Por ello, a tenor del segundo párrafo del artículo 62° de la Constitución, así como del mismo artículo 1357° del Código Civil, tanto la autorización para la suscripción u otorgamiento de un contrato-ley, como la inclusión de determinadas relaciones jurídico-patrimoniales en aquél, deben fundarse en un interés público específico, lo que significa que el otorgamiento de un contrato-ley no puede considerarse como un acto de pura libertad contractual ni meramente discrecional, tanto para el legislador como para los órganos de la administración pública.
Una interpretación de la institución en los términos antes indicados se aviene con el telos de la inserción del contrato-ley a nivel constitucional. En efecto, si como antes se ha indicado, la aparición y consagración normativa del contrato-ley está vinculada con la promoción de las inversiones privadas en las economías nacionales, dentro de un esquema en el que se ofrezca a los inversionistas seguridades, entonces, no es constitucionalmente adecuado que se realice una interpretación de los alcances de la institución que, antes de optimizarla, le reste operatividad.
35. En ese orden de ideas, este Tribunal precisa que no sólo gozan de inmodificabilidad las cláusulas que compongan el contrato-ley, cuando así se acuerde, sino también el estatuto jurídico particular fijado para su suscripción. Es decir, tanto la legislación a cuyo amparo se suscribe el contrato-ley, como las cláusulas de este último.
Ello es producto de una interpretación sistemática de los dos párrafos del artículo 62° de la Constitución. Por un lado, de conformidad con la primera parte de dicho precepto constitucional, y no sólo respecto a los términos contractuales que contenga el contrato-ley, sino, en general, para todo término contractual, éstos “no pueden ser modificados por leyes u otras disposiciones de cualquier clase”.
Por otro lado, y en lo que se refiere únicamente a los contratos-leyes, la legislación a cuyo amparo éste se suscribe, “no puede ser modificada legislativamente” como lo prescribe la última parte del artículo 62° de la Constitución. Dicho de otro modo; aunque el legislador pueda modificar el régimen legal de suscripción de un contrato-ley, tal modificación no alcanza a quienes, con anterioridad a ella, hubieran suscrito dicho contrato-ley.

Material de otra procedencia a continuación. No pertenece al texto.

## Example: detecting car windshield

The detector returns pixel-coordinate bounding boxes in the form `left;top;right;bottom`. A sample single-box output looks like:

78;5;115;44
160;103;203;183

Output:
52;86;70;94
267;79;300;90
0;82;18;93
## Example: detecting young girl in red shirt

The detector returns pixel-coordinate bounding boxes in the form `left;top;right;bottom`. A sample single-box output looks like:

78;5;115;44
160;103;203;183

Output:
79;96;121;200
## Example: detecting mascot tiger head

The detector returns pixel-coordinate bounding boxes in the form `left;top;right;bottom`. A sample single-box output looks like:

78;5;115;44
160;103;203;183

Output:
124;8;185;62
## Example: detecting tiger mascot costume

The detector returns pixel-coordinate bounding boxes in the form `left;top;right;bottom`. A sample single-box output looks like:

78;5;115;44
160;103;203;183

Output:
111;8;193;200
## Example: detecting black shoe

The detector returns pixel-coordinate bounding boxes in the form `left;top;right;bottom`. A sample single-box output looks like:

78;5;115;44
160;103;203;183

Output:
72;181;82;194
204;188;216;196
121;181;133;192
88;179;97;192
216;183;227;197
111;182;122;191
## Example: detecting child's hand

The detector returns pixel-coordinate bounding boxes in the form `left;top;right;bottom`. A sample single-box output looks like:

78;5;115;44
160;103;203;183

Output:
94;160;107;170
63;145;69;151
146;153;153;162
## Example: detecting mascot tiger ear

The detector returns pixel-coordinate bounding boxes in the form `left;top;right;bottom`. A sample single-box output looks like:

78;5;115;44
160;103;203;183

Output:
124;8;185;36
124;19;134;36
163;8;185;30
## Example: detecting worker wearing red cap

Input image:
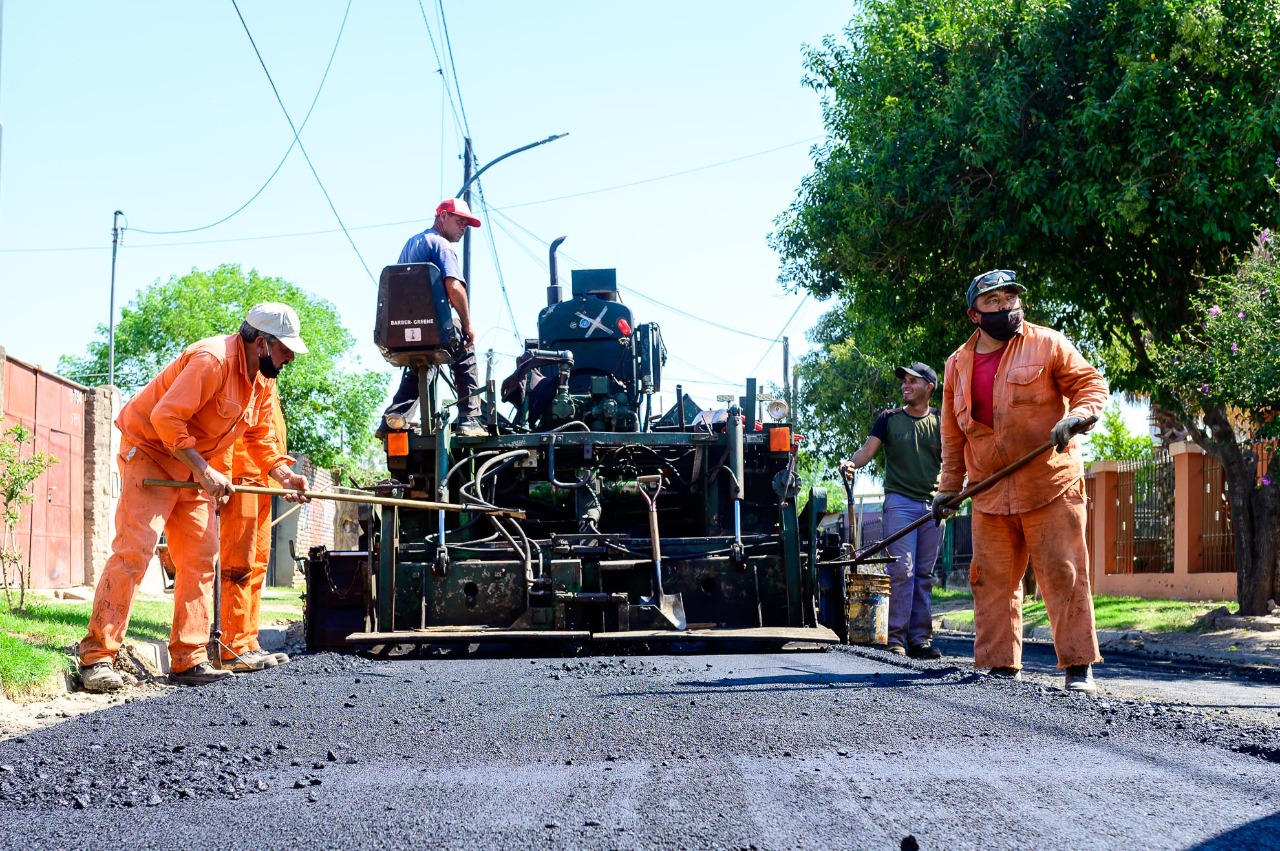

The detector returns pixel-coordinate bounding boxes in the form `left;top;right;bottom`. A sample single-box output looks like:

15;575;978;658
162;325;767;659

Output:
384;198;486;438
933;270;1107;694
79;302;307;692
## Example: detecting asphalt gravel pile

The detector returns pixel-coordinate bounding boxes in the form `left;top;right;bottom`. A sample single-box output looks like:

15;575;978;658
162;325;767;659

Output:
0;648;1280;848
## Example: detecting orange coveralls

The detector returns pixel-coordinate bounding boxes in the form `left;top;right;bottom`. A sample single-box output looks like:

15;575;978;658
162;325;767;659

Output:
219;383;293;662
79;334;288;671
938;322;1108;668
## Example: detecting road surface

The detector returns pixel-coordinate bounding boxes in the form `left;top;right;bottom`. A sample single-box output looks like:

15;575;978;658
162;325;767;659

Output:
0;648;1280;851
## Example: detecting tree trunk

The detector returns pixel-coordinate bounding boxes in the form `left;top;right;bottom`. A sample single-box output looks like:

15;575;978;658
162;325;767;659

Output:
1196;406;1280;616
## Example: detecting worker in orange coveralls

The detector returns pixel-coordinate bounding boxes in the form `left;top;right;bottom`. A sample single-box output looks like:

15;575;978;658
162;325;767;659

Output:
933;270;1108;694
79;302;307;692
218;381;293;672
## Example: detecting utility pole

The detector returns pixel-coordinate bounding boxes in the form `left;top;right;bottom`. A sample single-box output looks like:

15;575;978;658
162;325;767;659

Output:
782;337;791;411
0;0;4;193
106;210;124;386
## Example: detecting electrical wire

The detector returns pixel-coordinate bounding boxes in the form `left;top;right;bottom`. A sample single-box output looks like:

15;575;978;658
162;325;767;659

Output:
476;180;525;346
436;0;475;139
232;0;378;283
133;0;352;237
748;293;809;375
417;0;461;139
494;136;822;210
0;137;812;252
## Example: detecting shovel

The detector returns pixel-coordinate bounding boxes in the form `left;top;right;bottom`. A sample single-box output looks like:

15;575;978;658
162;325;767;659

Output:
840;417;1098;564
636;476;689;630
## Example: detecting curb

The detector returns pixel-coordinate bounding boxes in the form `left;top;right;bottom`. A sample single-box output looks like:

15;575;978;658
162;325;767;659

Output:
936;618;1280;671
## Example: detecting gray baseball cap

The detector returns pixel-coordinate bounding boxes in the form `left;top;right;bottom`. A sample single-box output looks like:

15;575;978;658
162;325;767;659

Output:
966;269;1027;307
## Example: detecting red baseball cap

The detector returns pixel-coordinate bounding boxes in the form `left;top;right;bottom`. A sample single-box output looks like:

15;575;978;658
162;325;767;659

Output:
435;198;480;228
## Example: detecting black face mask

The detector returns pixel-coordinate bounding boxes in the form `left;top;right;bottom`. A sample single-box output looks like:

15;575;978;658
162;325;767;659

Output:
974;307;1023;343
257;346;280;379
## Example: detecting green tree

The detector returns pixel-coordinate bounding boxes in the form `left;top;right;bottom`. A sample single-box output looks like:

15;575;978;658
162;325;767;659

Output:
58;264;389;468
771;0;1280;604
1084;402;1156;461
1156;232;1280;613
0;422;58;612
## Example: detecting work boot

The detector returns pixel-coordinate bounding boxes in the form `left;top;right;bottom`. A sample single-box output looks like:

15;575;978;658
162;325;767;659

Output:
453;417;489;438
218;650;278;673
987;667;1023;680
81;662;124;695
906;641;942;659
169;662;236;686
1062;665;1098;695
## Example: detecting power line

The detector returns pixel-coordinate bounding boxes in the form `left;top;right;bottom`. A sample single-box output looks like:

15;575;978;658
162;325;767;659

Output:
476;180;525;346
433;0;474;139
0;139;810;252
503;136;822;210
133;0;351;237
417;0;462;142
232;0;378;283
749;293;809;375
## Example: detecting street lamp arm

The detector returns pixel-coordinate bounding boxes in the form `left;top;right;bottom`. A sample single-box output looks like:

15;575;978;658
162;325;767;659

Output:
453;133;568;198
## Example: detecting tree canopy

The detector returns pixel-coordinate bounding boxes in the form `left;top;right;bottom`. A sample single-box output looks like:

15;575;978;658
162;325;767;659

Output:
771;0;1280;613
772;0;1280;390
58;264;388;467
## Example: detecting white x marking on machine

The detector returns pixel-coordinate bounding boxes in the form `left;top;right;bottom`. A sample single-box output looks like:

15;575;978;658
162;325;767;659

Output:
573;307;613;337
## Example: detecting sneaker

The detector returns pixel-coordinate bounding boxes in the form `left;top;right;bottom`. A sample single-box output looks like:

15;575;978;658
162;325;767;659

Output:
218;650;279;673
987;668;1023;680
906;641;942;659
1062;665;1098;695
169;662;236;686
81;662;124;695
453;417;489;438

De esta forma, el artículo 62° de la Constitución, al igual que en la Primera Disposición Final de la Ley Fundamental, establece una nueva excepción a la regla general contenida en el artículo 109° de la Constitución, según la cual “La ley es obligatoria desde el día siguiente de su publicación en el diario oficial...”. De allí que el Tribunal considere superfluo, desde el punto de vista constitucional, que pese a no existir una ley o norma con rango de ley que establezca la posibilidad de aplicar ultraactivamente la legislación a cuyo amparo se suscribió un contrato-ley, éste contenido se haya formulado en el artículo 24° del Decreto Supremo N°. 162-92-EF.
36. Los demandantes también han considerado que el artículo 3° de la Ley N.° 26825 “resulta ilegal por atentar contra el artículo 1357° del Código Civil y el artículo 39° del Decreto Legislativo N.° 757”. A juicio del Tribunal Constitucional, la eventual incompatibilidad entre una disposición con rango de ley, como el artículo 3° de la Ley N°. 26825, y otra de su mismo rango, como el artículo 1357° del Código Civil, no genera un problema de invalidez constitucional entre ambas (de “ilegalidad” se alude en la demanda). La colisión entre disposiciones del mismo rango no genera la invalidez de una de ellas, sino una antinomia que se soluciona conforme a diversas técnicas, como la “ley posterior deroga ley anterior”; “ley especial deroga ley general”, etc. Tampoco por supuesto, per se, la incompatibilidad constitucional de algunas de ellas.
§9. La Ley N.° 26285 y las
leyes de desarrollo constitucional
37. Por otro lado, se sostiene que “(...) los artículos 1°, 2°, 3° y Primera Disposición Final y Transitoria de la ley impugnada, en la parte referida a que se considera ley de desarrollo constitucional, y la Segunda Disposición Final y Transitoria, en la parte referida al plazo de concurrencia limitada, violan el artículo 65° de la Constitución, por permitir monopolios y normas tarifarias en perjuicio de millones de usuarios”. En tanto que en el apartado “e” de la misma demanda, los demandantes señalan que la Primera Disposición Final y Transitoria de la Ley N.° 26825 transgrede la Octava Disposición Transitoria de la Constitución porque “no constituye una ley de desarrollo constitucional”.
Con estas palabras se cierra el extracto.